Already dubbed “Lady Liberty” in the pages of the New York Post, the Big Apple is ready to roll out the red carpet for the University of Oregon guard, who was the first NCAA player to score 2,000 career points, 1,000 rebounds and 1,000 assists.
Now, she is ready to embrace the super-sized “platform” and “voice” that comes with the league’s biggest media market.
“Obviously, it starts with basketball, hoping to get people to buy into the team and show up to games,” said Ionescu. “But just using our platform as a women’s basketball player to do more than just that.
“I’m excited to stand for something more than just being a basketball player in that city.”
It is not yet clear when Ionescu’s professional career will officially take off, with the WNBA season – originally scheduled to begin May 15 – on hold amid the coronavirus lockdown.

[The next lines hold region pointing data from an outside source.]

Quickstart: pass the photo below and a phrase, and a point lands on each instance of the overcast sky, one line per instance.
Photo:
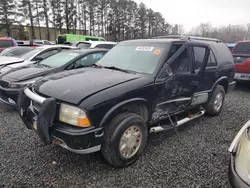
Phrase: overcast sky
(192, 12)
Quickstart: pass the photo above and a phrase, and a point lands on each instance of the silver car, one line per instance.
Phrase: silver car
(33, 56)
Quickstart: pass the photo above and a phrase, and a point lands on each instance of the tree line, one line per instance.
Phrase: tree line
(114, 19)
(230, 33)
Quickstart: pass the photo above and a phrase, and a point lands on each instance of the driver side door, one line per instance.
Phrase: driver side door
(183, 80)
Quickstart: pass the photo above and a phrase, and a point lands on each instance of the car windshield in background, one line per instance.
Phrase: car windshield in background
(30, 54)
(59, 59)
(243, 47)
(5, 43)
(83, 45)
(15, 51)
(141, 59)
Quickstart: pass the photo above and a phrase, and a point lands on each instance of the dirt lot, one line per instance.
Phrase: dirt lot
(200, 159)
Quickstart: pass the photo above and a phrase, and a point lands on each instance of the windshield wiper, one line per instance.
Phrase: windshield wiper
(45, 65)
(116, 68)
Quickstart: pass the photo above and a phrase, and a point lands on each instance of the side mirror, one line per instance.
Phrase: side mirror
(38, 58)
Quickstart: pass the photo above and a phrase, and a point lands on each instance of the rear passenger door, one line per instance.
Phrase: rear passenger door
(211, 73)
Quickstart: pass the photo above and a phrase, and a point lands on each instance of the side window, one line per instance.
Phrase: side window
(199, 55)
(48, 53)
(211, 60)
(88, 60)
(181, 65)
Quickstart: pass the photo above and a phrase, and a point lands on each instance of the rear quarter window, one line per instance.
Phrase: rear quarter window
(242, 47)
(222, 53)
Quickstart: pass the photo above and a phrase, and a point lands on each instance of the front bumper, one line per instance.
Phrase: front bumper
(242, 76)
(234, 178)
(43, 121)
(9, 96)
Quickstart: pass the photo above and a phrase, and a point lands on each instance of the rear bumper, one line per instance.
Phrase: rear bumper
(43, 122)
(9, 96)
(234, 178)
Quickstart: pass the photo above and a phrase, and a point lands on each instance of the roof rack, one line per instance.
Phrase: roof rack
(182, 37)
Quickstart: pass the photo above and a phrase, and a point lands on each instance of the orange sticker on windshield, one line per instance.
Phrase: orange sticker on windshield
(157, 52)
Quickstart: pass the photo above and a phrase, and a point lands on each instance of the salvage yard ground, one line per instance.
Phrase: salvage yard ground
(199, 159)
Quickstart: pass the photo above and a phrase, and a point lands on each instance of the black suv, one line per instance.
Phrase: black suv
(138, 87)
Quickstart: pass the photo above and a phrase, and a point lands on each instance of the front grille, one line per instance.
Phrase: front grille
(4, 83)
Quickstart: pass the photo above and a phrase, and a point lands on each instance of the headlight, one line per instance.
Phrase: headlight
(242, 159)
(73, 116)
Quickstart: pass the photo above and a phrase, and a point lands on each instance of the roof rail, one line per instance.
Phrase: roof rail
(183, 37)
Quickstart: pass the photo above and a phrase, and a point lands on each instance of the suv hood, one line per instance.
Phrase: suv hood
(25, 73)
(5, 60)
(76, 85)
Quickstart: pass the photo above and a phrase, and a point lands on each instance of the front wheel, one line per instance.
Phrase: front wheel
(124, 139)
(215, 104)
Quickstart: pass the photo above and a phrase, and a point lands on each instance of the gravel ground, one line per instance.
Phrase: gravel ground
(200, 159)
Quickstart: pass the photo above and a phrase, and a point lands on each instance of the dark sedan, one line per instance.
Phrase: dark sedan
(12, 81)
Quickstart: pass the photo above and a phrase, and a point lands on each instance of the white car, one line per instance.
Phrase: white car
(37, 54)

Regardless, she will find herself on a team in transition: Moving into Brooklyn’s Barclays Center with new head coach Walt Hopkins and the arguable face of the franchise, Tina Charles, headed to Washington, D.C. in a trade with the Mystics.
New York Liberty claimed five of the first 15 picks in Friday’s draft, with an eye toward revitalizing its roster after two back-to-back seasons of lackluster performance.
“Being a part of a younger team and just trying to learn from them and seeing where I fit in, what role I’m going to play, is exciting,” said Ionescu, who sees similarities in the Liberty program and the one she came to know at Oregon.
“They have great guards there, with their ability to shoot and spread the floor out, but also run in transition,” the 22-year-old said. “Being able to enter an offense where it’s been really similar to what I’ve been playing with the last four years is exciting.”